Technically speaking, you're filing the 2020 return on time so what most folks I know have done is to file that first and then do the back filings as the streamlined compliance part.


----------



## Amerikiwi21 (Mar 20, 2021)

I’ve just realized I have another (likely silly) question-
My foreign tax year in NZ runs from April 1- March 31. The US tax year runs according to the calendar year, Jan 1- Dec 31.
When reporting income, should I be looking at what I earned according to my foreign tax year (April-March), OR go in and report income to US tax year (Jan-Dec)?
Either us completely doable, just want to clarify!
Thanks


----------



## Moulard (Feb 3, 2017)

With very few and limited exceptions individuals are required to file their US returns using the US tax year 1 Jan - 31 Dec.


----------



## Bevdeforges (Nov 16, 2007)

Ideally you should report your income for the relevant tax year to the relevant tax authority.
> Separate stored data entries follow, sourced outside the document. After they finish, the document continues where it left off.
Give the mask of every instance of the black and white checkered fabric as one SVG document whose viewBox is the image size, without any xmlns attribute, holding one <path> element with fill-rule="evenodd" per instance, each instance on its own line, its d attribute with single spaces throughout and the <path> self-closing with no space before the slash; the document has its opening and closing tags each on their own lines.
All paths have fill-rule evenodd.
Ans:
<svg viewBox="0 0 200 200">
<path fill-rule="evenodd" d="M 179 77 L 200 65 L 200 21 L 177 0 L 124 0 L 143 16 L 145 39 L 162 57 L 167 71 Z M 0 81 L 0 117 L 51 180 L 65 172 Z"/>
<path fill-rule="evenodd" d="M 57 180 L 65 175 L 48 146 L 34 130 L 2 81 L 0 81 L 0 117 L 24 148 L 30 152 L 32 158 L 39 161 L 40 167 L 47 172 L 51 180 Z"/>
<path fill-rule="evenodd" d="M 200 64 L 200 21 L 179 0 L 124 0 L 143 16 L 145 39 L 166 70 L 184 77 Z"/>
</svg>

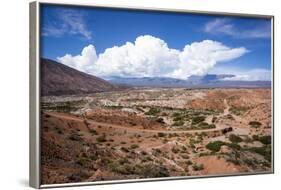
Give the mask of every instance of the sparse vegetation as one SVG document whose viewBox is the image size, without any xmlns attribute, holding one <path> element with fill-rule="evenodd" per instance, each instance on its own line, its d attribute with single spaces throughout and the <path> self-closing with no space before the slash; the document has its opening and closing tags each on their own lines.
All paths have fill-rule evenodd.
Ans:
<svg viewBox="0 0 281 190">
<path fill-rule="evenodd" d="M 252 91 L 262 98 L 248 97 Z M 137 88 L 89 94 L 87 109 L 72 103 L 78 95 L 52 97 L 42 111 L 42 165 L 54 174 L 44 174 L 45 181 L 208 175 L 215 167 L 234 174 L 269 171 L 269 94 L 268 89 Z M 68 110 L 57 113 L 62 105 Z M 249 112 L 239 115 L 236 106 L 247 105 Z"/>
</svg>

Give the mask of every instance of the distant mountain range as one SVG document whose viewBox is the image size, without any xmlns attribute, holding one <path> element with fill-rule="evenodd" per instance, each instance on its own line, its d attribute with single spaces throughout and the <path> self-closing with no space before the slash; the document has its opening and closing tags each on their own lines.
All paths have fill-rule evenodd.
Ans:
<svg viewBox="0 0 281 190">
<path fill-rule="evenodd" d="M 83 73 L 50 59 L 41 58 L 41 95 L 58 96 L 116 91 L 128 87 L 183 87 L 183 88 L 255 88 L 270 87 L 270 81 L 222 80 L 235 75 L 190 76 L 187 80 L 165 77 L 122 78 L 106 80 Z"/>
<path fill-rule="evenodd" d="M 119 86 L 50 59 L 41 59 L 41 95 L 86 94 L 118 90 Z"/>
<path fill-rule="evenodd" d="M 107 80 L 114 84 L 123 84 L 138 87 L 185 87 L 185 88 L 215 88 L 215 87 L 270 87 L 271 81 L 236 81 L 229 80 L 235 75 L 229 74 L 207 74 L 205 76 L 190 76 L 186 80 L 167 77 L 142 77 L 122 78 L 110 77 Z M 223 80 L 228 78 L 228 80 Z"/>
</svg>

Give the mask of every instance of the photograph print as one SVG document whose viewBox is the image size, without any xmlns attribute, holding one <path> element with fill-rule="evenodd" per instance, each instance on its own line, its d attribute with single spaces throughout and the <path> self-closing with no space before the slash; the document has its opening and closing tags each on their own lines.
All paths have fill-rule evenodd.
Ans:
<svg viewBox="0 0 281 190">
<path fill-rule="evenodd" d="M 40 5 L 43 185 L 273 172 L 272 18 Z"/>
</svg>

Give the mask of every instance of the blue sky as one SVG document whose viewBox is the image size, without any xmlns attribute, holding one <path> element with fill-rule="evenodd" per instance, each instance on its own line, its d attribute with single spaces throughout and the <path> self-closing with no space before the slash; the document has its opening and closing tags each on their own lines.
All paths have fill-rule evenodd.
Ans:
<svg viewBox="0 0 281 190">
<path fill-rule="evenodd" d="M 270 25 L 270 19 L 43 5 L 41 56 L 98 76 L 232 73 L 262 80 L 270 78 Z"/>
</svg>

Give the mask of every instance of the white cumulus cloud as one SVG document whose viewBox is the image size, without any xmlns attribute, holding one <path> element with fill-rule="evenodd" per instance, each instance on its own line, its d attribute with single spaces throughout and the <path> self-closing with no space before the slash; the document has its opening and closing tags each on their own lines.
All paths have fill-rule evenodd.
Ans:
<svg viewBox="0 0 281 190">
<path fill-rule="evenodd" d="M 93 45 L 88 45 L 83 48 L 80 55 L 72 56 L 66 54 L 63 57 L 57 58 L 59 62 L 77 69 L 82 72 L 91 73 L 95 62 L 97 61 L 96 49 Z"/>
<path fill-rule="evenodd" d="M 173 77 L 186 79 L 204 75 L 217 63 L 236 59 L 248 50 L 231 48 L 220 42 L 204 40 L 187 44 L 183 50 L 169 48 L 168 44 L 150 35 L 139 36 L 135 42 L 105 49 L 96 54 L 95 47 L 85 47 L 80 55 L 58 57 L 70 67 L 97 76 Z"/>
</svg>

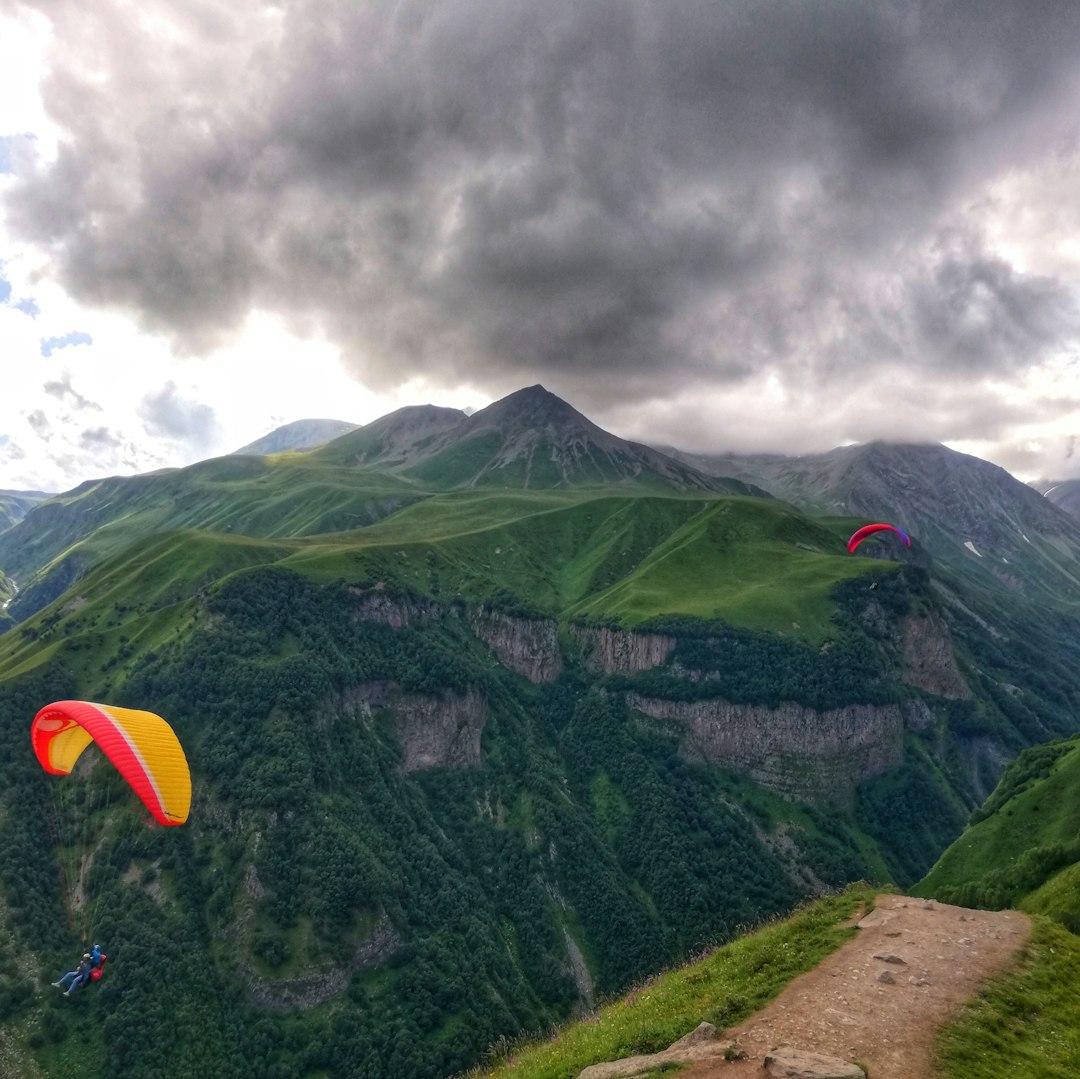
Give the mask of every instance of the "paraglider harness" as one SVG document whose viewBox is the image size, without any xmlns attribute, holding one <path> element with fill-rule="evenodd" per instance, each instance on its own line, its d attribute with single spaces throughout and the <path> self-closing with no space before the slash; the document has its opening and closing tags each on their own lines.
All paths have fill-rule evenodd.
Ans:
<svg viewBox="0 0 1080 1079">
<path fill-rule="evenodd" d="M 101 976 L 105 973 L 105 960 L 106 959 L 108 959 L 108 956 L 104 952 L 102 952 L 101 953 L 101 958 L 98 960 L 97 966 L 92 967 L 90 969 L 90 981 L 92 981 L 92 982 L 100 982 L 101 981 Z"/>
</svg>

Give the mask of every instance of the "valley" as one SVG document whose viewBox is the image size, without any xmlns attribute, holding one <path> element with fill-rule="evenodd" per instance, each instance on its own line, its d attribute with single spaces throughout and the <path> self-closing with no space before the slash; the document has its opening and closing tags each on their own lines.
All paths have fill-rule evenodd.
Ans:
<svg viewBox="0 0 1080 1079">
<path fill-rule="evenodd" d="M 531 387 L 0 532 L 8 744 L 52 700 L 150 708 L 194 792 L 154 830 L 106 761 L 0 761 L 2 921 L 34 960 L 0 977 L 11 1052 L 450 1075 L 803 900 L 916 886 L 1010 760 L 1075 733 L 1080 524 L 944 447 L 775 491 L 744 464 Z M 910 550 L 848 554 L 868 518 Z M 66 903 L 111 969 L 61 1021 L 32 969 L 78 947 Z"/>
</svg>

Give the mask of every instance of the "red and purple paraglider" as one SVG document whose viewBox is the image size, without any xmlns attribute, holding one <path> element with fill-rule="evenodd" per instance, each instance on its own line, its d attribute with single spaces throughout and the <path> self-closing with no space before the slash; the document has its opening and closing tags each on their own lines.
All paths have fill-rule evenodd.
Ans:
<svg viewBox="0 0 1080 1079">
<path fill-rule="evenodd" d="M 867 536 L 872 536 L 875 532 L 895 532 L 904 541 L 906 546 L 911 546 L 911 540 L 909 539 L 908 534 L 902 532 L 896 525 L 872 524 L 863 525 L 862 528 L 859 528 L 852 533 L 851 539 L 847 541 L 848 552 L 854 554 L 855 548 L 858 547 Z"/>
</svg>

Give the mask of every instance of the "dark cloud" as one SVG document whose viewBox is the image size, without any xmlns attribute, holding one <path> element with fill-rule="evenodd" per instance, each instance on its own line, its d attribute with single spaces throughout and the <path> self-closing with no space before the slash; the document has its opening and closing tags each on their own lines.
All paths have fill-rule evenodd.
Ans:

For US tax purposes, you adjust your NZ tax year income to conform to the US calendar year. 

For 2020, you subtract your Jan. 1 2021 through March 31 2021 income from whatever tax year statement you get in NZ and then add on your income from Jan. 1 2020 to March 31, 2020 to get the calendar year to report to the US. (Another reason to keep your payslips as you receive them! <g>)


----------



## eminam777 (Apr 8, 2021)

Hello - Hope I may jump in with a question about the streamlined process. 

My past year's filings are fine. It is only the 5471 that is missing. What does it mean when the Streamlined instructions say that I need to amend the prior year returns? Do I just print out the old returns and add 5471?
Btw, have you heard of the requirement that the tax calculations need to also be filed starting from 2019 even if no tax is due? (GILTY)
So, is the way to do it to use online software (TaxAct) and then print them off and mail them following the IRS instructions.

Would be great to compare notes.

Thank you


----------



## 255 (Sep 8, 2018)

eminam777 -- You file an amended return by filing IRS form 1040-X. Form 1040-X (Rev. January 2020) (irs.gov) You only record items that you change from your original submission and include an explanation of why you are filing in Part III of the form. You would also include any revised schedules/forms you are changing (or adding.)

Yes, I have heard that the GILTI calculations need to be filed annually, whether any tax is due or not.
Form 8992 (Rev. December 2020) (irs.gov) Form 8993 (Rev. December 2020) (irs.gov) To date, I've avoided investing in CFCs -- so I have no relevant experience to share. Sorry.

I have no experience online filing either. The one time I tried, the program I used did not like me, as a foreign filer -- so I gave up and went back to my old method, using the free IRS fillable forms and mailing them to the respective IRS office. Maybe someone else will chime in with some real world success, but most of the posts, of U.S. expats, trying to file online, seem to delineate problems. Of course, I'm sure that those that were successful probably didn't bother to post. I am confident that "professional" programs (that tax preparers use,) would support your needs (but would be cost prohibitive for a one off submission.) There are tax preparation firms that will review your work and make an online submission, for a nominal fee. Cheers, 255

P.S. If your "past years filings are fine," you do not need the streamlined procedure. Just file1040-Xs to correct your errors (failure to file 5471, or whatever,) for the past three years.


----------



## eminam777 (Apr 8, 2021)

255 said:


> P.S. If your "past years filings are fine," you do not need the streamlined procedure. Just file1040-Xs to correct your errors (failure to file 5471, or whatever,) for the past three years.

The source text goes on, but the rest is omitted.